Thanks for the response. https://github.com/amarts/glusterfs/pull/5 . I did a PR on your branch but I can do a patch to gerrit once i get in the office tomorrow. I think i remember how to do gerrit. Don't know what we do for pre-commit coverity and code formatting processes. Oh I found the clang-format docs in coding-standard.md.

For ls -l, i assumed this wasn't a perf thing but a readdip on NFS issue. I skipped it since the test case works on FUSE, so far. I did confirm it on the glusterfs master from the github repo, though.

I'm more interested in supporting JBOD setups (1NVME/SSD, N HHD drives) so I was happy to see the google doc have a part for brick-level metadata dispersal. But if the same xlator can be useful in RIO, then that's great reuse.

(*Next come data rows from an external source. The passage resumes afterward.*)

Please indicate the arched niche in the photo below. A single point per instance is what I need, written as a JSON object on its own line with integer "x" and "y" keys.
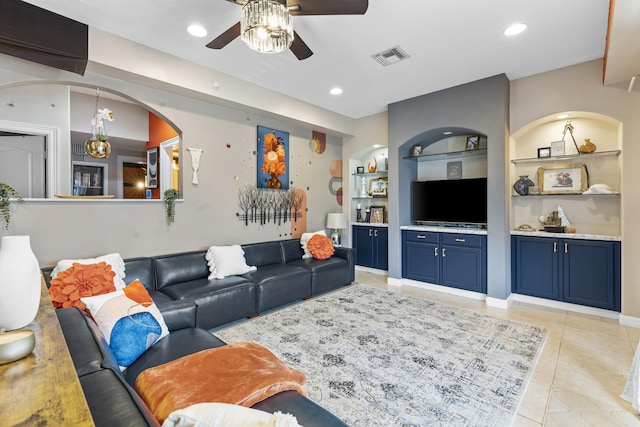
{"x": 56, "y": 118}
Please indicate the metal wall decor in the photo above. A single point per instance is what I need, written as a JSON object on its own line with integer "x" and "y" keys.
{"x": 268, "y": 206}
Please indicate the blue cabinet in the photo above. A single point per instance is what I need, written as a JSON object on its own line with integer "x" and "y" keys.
{"x": 448, "y": 259}
{"x": 372, "y": 246}
{"x": 585, "y": 272}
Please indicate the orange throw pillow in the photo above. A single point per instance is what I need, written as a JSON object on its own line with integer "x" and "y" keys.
{"x": 81, "y": 280}
{"x": 320, "y": 246}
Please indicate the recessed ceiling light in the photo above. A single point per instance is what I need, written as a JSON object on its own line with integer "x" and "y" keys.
{"x": 197, "y": 30}
{"x": 515, "y": 29}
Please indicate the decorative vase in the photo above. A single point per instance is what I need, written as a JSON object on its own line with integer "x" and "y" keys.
{"x": 20, "y": 283}
{"x": 522, "y": 185}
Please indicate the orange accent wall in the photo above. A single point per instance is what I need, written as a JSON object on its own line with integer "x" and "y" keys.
{"x": 159, "y": 131}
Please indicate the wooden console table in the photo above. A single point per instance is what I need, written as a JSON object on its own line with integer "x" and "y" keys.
{"x": 43, "y": 388}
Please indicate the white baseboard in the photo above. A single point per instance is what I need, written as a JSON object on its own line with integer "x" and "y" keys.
{"x": 440, "y": 288}
{"x": 567, "y": 306}
{"x": 632, "y": 322}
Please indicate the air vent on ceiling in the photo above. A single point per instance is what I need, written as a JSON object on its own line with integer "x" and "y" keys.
{"x": 390, "y": 56}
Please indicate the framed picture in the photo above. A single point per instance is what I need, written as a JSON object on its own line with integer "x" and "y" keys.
{"x": 152, "y": 167}
{"x": 557, "y": 148}
{"x": 563, "y": 179}
{"x": 379, "y": 187}
{"x": 377, "y": 215}
{"x": 473, "y": 142}
{"x": 544, "y": 152}
{"x": 273, "y": 159}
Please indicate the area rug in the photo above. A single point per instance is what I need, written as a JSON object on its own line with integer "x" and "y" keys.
{"x": 380, "y": 358}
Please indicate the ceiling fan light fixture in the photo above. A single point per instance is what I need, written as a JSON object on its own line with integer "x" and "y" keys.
{"x": 266, "y": 26}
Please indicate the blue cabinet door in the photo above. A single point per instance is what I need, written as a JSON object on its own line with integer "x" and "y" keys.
{"x": 536, "y": 267}
{"x": 589, "y": 273}
{"x": 363, "y": 244}
{"x": 421, "y": 256}
{"x": 381, "y": 248}
{"x": 462, "y": 268}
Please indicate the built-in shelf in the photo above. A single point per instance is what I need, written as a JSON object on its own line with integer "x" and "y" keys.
{"x": 567, "y": 157}
{"x": 451, "y": 154}
{"x": 371, "y": 174}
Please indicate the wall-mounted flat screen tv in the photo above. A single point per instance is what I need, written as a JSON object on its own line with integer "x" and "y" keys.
{"x": 449, "y": 202}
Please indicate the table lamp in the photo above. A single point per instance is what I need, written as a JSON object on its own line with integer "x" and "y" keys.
{"x": 336, "y": 221}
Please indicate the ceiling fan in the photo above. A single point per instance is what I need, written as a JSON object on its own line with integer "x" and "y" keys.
{"x": 266, "y": 26}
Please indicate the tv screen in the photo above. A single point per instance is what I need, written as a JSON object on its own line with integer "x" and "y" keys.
{"x": 449, "y": 202}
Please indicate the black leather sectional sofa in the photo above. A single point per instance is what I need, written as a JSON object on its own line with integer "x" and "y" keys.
{"x": 191, "y": 304}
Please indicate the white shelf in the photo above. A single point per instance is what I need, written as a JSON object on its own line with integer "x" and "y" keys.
{"x": 566, "y": 157}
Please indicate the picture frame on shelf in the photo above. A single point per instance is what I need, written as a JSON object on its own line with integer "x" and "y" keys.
{"x": 376, "y": 215}
{"x": 557, "y": 148}
{"x": 378, "y": 187}
{"x": 473, "y": 143}
{"x": 563, "y": 179}
{"x": 152, "y": 167}
{"x": 544, "y": 152}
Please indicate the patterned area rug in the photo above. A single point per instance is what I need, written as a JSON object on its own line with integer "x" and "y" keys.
{"x": 379, "y": 358}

gluster-ant commented 4 years ago

A patch https://review.gluster.org/24071 has been posted that references this issue.

metadisp: initial commit

Summary:

feature/metadisp is an xlator for performing "metadata dispersal" across multiple children. it does this by flattening the complex POSIX paths into /$GFID style paths, then forwarding the metadata operations to its first child and forwarding the data operations to its second child.

The purpose of this xlator is to allow separation of data and metadata, in cases where metadata might be stored in another format (embedded kv?), on another disk (ssd), on another host (dht2).

Change-Id: I392c8bd0c867a3237d144aea327323f700a2728d Updates: #243

gluster-ant commented 4 years ago

A patch https://review.gluster.org/24102 has been posted that references this issue.

metadisp: initial commit

Summary:

feature/metadisp is an xlator for performing "metadata dispersal" across multiple children. it does this by flattening the complex POSIX paths into /$GFID style paths, then forwarding the metadata operations to its first child and forwarding the data operations to its second child.

The purpose of this xlator is to allow separation of data and metadata, in cases where metadata might be stored in another format (embedded kv?), on another disk (ssd), on another host (dht2).

Change-Id: I2b72b1d7e48bf5adf98efed63f7b9fcaaa75ee8b Updates: #243

amarts commented 4 years ago

Given the flag, as there is surely a lot of documents made available for this feature, and multiple design specs.

amarts commented 4 years ago

Removed the Approval flags, as the issue is about RIO, and DS/MDS is a separate effort (to enable RIO faster). We will now track it through #816

stale[bot] commented 4 years ago

Thank you for your contributions. Noticed that this issue is not having any activity in last ~6 months! We are marking this issue as stale because it has not had recent activity. It will be closed in 2 weeks if no one responds with a comment here.

stale[bot] commented 4 years ago

Closing this issue as there was no update since my last update on issue. If this is an issue which is still valid, feel free to open it.